Has the Journal Abandoned Its Low Standards for No Standards?
With the 50th anniversary of the death of
President Kennedy there has been renewed interest in the man and his
Presidency. Kennedy was the finest, most idealistic political leader of the post war era, even if his personal attributes
were not all that admirable. He stood
for an active government, a government involved in making people’s lives better
not in making wealthy people wealthier.
But this cannot be allowed to stand for conservatives, and
so the opinion pages of the Wall Street Journal are featuring
a short essay claiming, and yes we are not making this up, that JFK was a
raging conservative and that it was only after his death that the liberal media
machine recast him as a crusading progressive.
Fifty
years after John F. Kennedy's assassination, a surprising fact has been
rediscovered: In his time, he was not considered a liberal.
"Understanding
Kennedy as a political conservative may make liberals uncomfortable, by
crowning conservatism with the halo of Camelot," Ira Stoll writes in his
new book, " JFK, Conservative." Yet "it could make conservatives
uncomfortable, too—many of them have long viscerally despised the entire
Kennedy family, especially John F. Kennedy's younger brother Ted."
Mr.
Stoll makes a strong case that in 1960 "the anti-Communist, anti-big
government candidate was John F. Kennedy. The one touting government programs
and higher salaries for public employees was Richard Nixon, " he writes.
And what is the basis of this clearly bogus, phony and
utterly ridiculous claim. Well there is
this. See Kennedy’s top legislative
agenda in 1962 was cutting tariffs, and then cutting taxes.
After making tariff reduction his top legislative goal for 1962, Kennedy
announced that "the most urgent task confronting the Congress in
1963" was cutting marginal income-tax rates—not an antipoverty program or
a civil rights law. "The soundest way to raise the revenues in the long
run is to cut the rates now," he said.

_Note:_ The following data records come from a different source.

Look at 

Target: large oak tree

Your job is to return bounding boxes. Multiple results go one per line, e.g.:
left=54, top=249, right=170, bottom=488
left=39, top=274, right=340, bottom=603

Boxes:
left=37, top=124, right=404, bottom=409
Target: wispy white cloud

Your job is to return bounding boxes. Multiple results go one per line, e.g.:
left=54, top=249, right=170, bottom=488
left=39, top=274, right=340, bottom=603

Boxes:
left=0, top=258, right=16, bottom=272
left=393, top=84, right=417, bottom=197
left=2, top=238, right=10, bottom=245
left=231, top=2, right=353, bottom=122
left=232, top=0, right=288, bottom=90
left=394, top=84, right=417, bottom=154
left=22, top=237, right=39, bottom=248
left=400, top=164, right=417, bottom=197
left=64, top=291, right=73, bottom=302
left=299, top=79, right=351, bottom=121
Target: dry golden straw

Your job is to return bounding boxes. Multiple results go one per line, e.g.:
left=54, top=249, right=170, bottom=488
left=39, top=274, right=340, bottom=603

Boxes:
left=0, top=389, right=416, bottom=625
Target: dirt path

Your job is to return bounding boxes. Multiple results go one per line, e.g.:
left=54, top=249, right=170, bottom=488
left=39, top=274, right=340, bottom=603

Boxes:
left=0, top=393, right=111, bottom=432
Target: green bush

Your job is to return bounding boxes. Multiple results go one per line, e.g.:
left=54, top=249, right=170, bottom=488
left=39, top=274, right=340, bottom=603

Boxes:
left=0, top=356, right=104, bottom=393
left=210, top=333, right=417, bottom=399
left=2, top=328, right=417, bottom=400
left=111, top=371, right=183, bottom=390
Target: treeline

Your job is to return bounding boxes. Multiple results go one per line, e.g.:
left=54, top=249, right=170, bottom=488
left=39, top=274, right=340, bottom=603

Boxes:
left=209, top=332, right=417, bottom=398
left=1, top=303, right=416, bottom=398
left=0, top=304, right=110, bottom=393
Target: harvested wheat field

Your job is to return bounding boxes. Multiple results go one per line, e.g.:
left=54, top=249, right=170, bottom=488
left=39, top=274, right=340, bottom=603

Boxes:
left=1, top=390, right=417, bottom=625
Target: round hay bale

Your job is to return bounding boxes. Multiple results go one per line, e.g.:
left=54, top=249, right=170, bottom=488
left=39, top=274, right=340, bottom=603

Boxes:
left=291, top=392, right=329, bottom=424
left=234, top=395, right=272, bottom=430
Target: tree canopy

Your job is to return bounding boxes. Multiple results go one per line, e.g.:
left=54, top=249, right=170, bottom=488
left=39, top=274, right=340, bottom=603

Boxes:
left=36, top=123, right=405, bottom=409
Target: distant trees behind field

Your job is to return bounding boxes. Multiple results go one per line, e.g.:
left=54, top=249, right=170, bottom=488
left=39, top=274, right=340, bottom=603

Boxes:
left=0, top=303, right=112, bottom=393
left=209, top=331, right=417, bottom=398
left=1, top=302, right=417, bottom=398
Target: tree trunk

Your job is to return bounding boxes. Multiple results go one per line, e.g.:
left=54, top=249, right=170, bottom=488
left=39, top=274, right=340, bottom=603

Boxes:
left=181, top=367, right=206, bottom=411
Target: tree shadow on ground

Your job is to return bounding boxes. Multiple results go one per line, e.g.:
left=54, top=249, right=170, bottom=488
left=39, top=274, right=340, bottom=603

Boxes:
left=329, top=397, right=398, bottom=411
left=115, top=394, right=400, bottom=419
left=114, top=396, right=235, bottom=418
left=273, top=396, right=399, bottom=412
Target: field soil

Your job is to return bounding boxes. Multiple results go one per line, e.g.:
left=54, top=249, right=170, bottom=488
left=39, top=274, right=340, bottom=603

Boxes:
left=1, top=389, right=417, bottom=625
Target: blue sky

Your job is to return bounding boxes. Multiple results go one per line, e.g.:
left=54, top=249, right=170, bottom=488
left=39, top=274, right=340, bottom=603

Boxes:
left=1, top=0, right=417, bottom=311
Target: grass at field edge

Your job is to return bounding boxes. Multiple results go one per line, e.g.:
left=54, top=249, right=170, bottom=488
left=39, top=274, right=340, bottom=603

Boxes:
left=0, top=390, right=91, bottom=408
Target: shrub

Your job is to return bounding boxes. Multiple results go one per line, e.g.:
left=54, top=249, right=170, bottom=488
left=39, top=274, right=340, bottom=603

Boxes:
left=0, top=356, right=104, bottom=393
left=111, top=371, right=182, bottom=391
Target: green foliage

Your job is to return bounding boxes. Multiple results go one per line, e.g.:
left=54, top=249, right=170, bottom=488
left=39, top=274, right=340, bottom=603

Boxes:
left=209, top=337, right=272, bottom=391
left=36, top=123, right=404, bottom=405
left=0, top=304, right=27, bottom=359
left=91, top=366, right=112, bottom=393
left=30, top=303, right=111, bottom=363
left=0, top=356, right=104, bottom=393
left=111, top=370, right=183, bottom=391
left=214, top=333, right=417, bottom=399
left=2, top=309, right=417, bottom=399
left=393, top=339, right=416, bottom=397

Liberal adviser John Kenneth
Galbraith reported that Kennedy told him to "shut up about my opposition
to tax cuts."
Now that may sound like a conservative agenda, but free
trade (which was not his top legislative goal in 1962, this is simply made up history), with adequate protection for those members of the labor force who are,
through no fault of their own displaced has always been a part of the liberal
agenda. And no, the Kennedy tax cuts
were not conservative supply side economics, they were designed to provide
fiscal stimulus, they were the epitome of Keynesian economics, they were an
attempt to deliberately create a budget deficit to spur the economy.
And Kennedy, like almost all progressives at the time was
seriously anti-communist and pro-freedom.
Conservatives of course took that philosophy and translated it into
McCarthyism, a witch hunt against anyone who disagreed with them or who cited
freedom of speech to justify their disagreements. Kennedy was pro-civil rights, while conservatives
conveniently want to forget that the major obstacle to legislation protecting
the rights of minorities to do basic things like vote, have equal and
integrated education and to enter public facilities without the fear of racist
rejection wall pure conservatism.
Kennedy took on big business when it tried to use its quasi
monopoly power to push through its agenda.
He championed a strong defense, but not a wasteful one. He started things like the Peace Corp and
anti-poverty programs and was viciously attacked by conservatives.
In short, the Kennedy Presidency was nothing like modern
conservatism, and it was the embodiment of progressive liberal policy, policy
that has since proven to be 100% correct.
Conservatives cannot stand that, and so rags like the WSJ must apparently
try to remake history to support their own failed policies and positions. How dumb do they think we are? Well they probably think the public is as
dumb as they are, an utter impossibility.